22 janvier 2007

Le rôle essentiel des lobbies dans la construction européenne

Le rôle des lobbies dans la construction européenne peut se comprendre en quatre étapes distinctes. Dès le début de la construction européenne, les corporations européennes sont présentes à titre consultatif. Leur implication croît à mesure que le processus de normalisation s’accélère. Au vu de leur croissance exceptionnelle, il s’agit désormais de légitimer les lobbies en leur conférant un statut légal. Dans tous les cas, l’interaction grandissante de ces groupes d’intérêt avec les institutions européenne accompagne pleinement l’intégration européenne, avec ses hauts et ses bas, et possède un rôle structurant.

Première période (jusqu’au début des années 1960)

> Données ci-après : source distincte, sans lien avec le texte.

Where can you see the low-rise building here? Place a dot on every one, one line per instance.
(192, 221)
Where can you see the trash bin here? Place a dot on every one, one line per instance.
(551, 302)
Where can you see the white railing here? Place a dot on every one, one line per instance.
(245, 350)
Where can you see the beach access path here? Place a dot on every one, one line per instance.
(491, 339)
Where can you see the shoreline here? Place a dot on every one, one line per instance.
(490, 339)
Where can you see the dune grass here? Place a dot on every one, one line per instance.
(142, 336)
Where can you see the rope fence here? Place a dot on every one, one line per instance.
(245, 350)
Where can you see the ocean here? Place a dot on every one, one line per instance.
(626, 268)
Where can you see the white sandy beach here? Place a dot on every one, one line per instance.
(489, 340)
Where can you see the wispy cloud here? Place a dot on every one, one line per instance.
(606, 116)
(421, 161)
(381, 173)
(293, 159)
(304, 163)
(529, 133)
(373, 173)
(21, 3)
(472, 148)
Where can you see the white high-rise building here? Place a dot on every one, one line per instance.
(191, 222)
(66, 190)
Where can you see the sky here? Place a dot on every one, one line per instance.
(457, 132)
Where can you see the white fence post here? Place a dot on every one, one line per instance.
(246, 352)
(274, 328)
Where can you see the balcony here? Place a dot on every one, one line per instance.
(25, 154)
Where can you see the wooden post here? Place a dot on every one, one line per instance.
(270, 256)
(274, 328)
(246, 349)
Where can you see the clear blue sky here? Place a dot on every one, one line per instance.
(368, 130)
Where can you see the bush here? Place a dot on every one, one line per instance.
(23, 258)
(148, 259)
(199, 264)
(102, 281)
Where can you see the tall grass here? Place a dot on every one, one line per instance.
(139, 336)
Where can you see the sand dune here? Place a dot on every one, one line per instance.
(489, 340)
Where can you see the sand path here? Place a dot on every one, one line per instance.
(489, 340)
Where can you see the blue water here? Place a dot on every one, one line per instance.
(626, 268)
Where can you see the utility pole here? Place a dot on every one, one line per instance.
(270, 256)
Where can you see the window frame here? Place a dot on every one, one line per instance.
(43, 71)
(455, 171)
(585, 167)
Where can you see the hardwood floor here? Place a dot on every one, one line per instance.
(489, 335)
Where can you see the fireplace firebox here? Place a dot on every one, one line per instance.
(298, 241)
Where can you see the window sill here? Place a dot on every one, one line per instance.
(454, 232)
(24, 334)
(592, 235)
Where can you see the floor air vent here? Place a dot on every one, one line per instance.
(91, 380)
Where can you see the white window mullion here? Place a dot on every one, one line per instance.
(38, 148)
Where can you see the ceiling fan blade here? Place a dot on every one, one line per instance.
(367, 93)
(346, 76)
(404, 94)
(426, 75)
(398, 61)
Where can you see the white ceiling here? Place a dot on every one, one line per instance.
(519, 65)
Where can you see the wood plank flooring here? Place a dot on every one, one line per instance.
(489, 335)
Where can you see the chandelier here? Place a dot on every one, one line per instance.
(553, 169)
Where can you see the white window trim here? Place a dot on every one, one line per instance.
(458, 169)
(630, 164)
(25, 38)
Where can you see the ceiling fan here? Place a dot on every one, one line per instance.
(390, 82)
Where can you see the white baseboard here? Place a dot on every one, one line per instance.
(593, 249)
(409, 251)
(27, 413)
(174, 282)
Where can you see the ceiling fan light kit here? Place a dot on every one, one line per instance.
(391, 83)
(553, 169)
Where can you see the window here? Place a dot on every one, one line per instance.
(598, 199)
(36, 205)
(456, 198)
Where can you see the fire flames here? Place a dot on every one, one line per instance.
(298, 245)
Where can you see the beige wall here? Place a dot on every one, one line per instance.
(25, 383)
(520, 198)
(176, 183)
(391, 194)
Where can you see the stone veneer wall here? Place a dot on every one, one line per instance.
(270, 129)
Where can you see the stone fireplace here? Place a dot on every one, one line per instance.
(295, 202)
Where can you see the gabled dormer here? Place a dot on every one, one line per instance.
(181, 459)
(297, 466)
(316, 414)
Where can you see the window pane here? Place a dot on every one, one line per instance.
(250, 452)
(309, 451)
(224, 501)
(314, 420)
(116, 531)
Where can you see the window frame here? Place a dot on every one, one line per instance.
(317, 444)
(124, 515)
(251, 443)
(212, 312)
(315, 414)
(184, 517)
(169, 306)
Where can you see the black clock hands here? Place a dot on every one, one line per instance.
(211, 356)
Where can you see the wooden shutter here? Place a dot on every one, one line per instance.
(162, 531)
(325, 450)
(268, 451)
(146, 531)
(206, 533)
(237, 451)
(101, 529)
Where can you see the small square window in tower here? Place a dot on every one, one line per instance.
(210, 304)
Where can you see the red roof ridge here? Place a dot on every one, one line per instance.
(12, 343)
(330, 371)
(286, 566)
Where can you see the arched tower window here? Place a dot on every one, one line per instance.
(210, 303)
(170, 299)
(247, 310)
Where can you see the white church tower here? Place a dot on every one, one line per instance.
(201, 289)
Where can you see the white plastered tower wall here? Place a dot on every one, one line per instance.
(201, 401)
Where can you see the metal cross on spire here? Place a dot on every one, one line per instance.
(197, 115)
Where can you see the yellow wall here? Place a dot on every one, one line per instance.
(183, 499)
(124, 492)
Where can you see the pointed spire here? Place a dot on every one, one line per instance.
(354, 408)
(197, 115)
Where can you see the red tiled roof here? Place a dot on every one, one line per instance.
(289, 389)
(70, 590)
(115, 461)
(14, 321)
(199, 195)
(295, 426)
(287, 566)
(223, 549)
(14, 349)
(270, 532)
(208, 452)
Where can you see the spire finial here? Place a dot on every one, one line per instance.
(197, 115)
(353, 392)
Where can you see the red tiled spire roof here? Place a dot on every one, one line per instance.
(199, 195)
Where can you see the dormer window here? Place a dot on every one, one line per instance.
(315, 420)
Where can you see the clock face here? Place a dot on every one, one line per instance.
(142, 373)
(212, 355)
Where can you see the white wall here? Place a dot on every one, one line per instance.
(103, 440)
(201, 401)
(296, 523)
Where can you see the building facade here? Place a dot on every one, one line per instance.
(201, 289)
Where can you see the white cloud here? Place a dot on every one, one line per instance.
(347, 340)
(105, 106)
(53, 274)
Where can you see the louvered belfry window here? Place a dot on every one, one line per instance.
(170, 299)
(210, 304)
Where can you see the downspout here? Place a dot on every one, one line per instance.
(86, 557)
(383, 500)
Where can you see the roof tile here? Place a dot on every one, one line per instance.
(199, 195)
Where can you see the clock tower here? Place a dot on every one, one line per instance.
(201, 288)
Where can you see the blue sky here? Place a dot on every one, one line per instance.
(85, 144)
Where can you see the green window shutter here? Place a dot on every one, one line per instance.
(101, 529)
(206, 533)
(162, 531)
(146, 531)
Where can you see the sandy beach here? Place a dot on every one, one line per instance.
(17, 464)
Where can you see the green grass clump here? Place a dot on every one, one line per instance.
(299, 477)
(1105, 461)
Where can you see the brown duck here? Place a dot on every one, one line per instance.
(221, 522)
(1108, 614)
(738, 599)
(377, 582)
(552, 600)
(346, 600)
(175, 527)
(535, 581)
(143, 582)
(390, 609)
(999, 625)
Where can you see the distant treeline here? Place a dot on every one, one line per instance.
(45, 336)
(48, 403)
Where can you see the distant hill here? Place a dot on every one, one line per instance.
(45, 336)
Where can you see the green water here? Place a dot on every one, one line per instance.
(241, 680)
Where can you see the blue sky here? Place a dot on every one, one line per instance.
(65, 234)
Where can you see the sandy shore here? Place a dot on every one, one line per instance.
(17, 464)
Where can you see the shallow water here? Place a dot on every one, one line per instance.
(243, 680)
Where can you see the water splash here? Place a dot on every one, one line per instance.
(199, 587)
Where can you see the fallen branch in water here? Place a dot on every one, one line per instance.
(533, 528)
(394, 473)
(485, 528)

  • Les groupes d’intérêt sont présents dès le début de la construction européenne, les plus importants représentant des intérêts purement industriels et agricoles. En plus de ces grandes structures, plus d’une centaine de groupes d’intérêts sectoriels ont ouvert des bureaux entre 1958 et 1959 à Bruxelles.
  • Ainsi, en 1958, un an après la signature du traité de Rome le 27 mars 1957 instaurant la communauté économique européenne (CEE), sont créés l’UNICE (Union of Industrial and Employers Confederation of Europe), la COPA (Comité des organisations professionnelles agricoles) et la COGEGA (Comité général de la coopération agricole de la CE). En 1961, la CEEP (Centre européen des entreprises publiques) et la CES (Confédération européenne des syndicats) sont créés.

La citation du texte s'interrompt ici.